Source: Reuters - Thu 2th May 2013
Spain says deficit reduction still top priority for economy

Spain's government may have toned down its rhetoric on austerity but its priority for the economy remains cutting the budget deficit rather than stimulating growth, a policy document showed.

"Spain's commitment to fiscal stability makes expansive fiscal policies impossible, meaning that growth stimulus will have to come from competitiveness gains," the paper detailing the country's new 3-year economic plan said.

With Europe's blessing, Madrid last week softened its deficit reduction targets up to 2016 in a bid to give breathing space to an economy that will shrink more than initially expected this year.

It also said it would focus on structural reforms rather than on nominal budget goals.

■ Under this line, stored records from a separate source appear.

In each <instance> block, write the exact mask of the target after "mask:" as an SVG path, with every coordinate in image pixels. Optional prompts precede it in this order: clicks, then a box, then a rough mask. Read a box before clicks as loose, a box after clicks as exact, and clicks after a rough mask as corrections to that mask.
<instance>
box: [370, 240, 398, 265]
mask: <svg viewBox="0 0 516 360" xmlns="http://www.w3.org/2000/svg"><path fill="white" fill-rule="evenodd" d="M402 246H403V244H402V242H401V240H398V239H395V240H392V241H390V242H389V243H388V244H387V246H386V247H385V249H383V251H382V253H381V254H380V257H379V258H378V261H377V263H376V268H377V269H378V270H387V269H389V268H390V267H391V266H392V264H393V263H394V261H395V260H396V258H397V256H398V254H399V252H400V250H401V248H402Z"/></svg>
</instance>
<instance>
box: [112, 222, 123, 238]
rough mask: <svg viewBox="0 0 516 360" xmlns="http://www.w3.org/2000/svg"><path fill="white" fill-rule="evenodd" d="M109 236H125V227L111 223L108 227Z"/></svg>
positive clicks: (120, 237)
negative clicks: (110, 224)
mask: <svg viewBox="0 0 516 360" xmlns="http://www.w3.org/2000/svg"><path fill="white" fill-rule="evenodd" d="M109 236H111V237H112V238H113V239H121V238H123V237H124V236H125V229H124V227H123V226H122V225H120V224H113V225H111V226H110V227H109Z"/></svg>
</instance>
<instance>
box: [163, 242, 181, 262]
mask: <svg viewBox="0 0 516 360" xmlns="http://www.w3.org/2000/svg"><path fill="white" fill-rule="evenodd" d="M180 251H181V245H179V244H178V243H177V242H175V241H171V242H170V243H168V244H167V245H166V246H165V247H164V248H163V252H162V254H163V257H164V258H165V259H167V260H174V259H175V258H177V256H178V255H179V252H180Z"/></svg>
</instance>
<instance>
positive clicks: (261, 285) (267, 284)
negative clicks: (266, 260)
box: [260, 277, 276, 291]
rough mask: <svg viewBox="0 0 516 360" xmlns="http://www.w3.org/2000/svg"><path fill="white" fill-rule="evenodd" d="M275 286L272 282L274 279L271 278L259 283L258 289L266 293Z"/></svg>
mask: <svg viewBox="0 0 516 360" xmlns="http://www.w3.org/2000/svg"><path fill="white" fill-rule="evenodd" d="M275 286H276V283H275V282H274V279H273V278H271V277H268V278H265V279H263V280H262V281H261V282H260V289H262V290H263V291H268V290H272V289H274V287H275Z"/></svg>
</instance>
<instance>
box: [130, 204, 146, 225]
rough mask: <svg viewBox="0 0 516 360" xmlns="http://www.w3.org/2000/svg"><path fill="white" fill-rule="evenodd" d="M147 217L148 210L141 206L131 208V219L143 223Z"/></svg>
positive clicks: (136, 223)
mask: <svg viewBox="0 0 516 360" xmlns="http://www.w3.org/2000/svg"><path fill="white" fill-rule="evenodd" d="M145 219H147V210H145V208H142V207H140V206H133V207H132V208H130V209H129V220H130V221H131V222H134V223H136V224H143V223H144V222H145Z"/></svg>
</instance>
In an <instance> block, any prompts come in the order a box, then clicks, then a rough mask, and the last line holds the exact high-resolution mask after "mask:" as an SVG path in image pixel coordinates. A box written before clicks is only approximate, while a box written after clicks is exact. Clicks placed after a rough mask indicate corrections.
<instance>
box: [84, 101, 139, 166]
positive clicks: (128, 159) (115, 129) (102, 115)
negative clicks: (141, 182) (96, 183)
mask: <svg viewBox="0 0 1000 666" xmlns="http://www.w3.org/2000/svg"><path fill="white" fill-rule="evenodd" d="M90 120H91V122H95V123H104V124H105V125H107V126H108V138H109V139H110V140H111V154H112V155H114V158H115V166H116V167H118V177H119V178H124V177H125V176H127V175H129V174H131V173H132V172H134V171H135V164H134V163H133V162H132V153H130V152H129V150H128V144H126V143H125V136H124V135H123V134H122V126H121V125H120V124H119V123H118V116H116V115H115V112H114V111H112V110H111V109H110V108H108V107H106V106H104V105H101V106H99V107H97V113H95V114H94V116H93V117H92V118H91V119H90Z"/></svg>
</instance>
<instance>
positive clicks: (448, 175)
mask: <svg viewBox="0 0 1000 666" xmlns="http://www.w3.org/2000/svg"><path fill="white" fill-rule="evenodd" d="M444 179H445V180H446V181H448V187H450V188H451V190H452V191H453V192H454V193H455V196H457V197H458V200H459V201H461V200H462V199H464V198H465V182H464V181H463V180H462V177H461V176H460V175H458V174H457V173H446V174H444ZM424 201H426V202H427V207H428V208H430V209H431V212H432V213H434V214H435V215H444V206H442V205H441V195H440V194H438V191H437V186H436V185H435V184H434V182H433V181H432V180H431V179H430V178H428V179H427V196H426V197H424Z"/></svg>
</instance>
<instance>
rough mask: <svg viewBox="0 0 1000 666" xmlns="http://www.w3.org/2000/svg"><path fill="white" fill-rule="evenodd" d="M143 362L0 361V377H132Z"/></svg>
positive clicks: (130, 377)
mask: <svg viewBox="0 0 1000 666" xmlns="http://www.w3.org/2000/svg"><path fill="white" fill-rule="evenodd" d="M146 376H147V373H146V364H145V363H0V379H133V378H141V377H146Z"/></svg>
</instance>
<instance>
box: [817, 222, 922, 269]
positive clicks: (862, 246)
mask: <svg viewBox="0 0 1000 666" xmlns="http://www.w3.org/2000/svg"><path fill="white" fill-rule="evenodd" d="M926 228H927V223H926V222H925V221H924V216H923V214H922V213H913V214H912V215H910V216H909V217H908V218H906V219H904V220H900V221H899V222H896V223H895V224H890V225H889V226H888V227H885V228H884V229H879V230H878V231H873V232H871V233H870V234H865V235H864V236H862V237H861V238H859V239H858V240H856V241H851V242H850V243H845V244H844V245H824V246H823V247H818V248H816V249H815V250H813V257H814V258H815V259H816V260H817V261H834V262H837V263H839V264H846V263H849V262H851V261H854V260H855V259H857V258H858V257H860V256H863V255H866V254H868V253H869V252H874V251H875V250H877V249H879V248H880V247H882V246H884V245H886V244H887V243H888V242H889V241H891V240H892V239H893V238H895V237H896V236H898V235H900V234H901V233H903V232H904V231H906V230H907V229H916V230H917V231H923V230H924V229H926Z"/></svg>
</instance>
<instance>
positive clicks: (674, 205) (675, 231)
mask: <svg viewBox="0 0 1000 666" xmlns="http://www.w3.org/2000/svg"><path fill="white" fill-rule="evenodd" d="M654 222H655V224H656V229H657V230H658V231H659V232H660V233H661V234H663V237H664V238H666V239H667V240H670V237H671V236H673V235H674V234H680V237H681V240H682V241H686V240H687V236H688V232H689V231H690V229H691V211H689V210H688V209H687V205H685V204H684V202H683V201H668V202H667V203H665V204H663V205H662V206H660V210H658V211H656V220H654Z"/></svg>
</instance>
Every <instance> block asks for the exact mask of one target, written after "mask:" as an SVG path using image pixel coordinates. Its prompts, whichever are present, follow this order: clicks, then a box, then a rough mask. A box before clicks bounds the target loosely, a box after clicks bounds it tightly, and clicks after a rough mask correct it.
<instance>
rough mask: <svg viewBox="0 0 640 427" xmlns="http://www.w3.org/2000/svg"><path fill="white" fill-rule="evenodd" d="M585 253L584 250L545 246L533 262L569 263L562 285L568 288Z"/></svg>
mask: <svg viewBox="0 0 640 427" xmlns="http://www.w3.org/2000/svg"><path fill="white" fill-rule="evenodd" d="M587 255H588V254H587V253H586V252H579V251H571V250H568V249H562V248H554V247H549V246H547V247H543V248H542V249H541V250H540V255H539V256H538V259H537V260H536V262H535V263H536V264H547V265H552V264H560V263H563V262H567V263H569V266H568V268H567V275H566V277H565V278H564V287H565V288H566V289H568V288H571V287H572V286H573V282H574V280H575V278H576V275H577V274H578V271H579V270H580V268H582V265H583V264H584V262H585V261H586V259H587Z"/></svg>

Through Europe's debt crisis, Spain has strictly implemented EU-mandated budget cuts, tax hikes and structural reforms, while watching its economy shrink and its sky-high unemployment rate rise further.

That makes it something of a test case in an increasingly fraught Europe-wide debate about how far to push austerity programmes at a time when economic growth remains elusive.

PM Mariano Rajoy, a strong advocate of austerity in his 1st year in power, has tried since February to find a middle way between the country's pro-austerity and pro-growth camps.

He has publicly teamed up with his French counterpart Francois Hollande in calling for more stimulus in Europe, and is due to meet new Italian PM Enrico Letta next week to discuss ways to reactivate growth.

But, in the 98-pages document released on Tuesday night after it was sent to the European Commission, Rajoy appeared to side more with German Chancellor Angela Merkel by committing to stick to tight fiscal policies.

The 3-year plan details new austerity measures worth 3 billion, generated mostly through taxes on energy and a reform of its employment policies.

"As an additional guarantee, if in September 2013 the government detects any slippage in budget execution, new budget measures would be adopted to meet the fiscal targets," it also says.

The same would apply up to 2016, with a double commitment to "automatically" pass new budget measures in case of deviation from the deficit-cutting path and to use any extra revenues generated for the state to cut the deficit rather than boost economic activity.

Spain's central government budget deficit was 1.63% of GDP in Q1, the economy ministry said on Tuesday, putting it on course to meet its 6.3% target for 2013.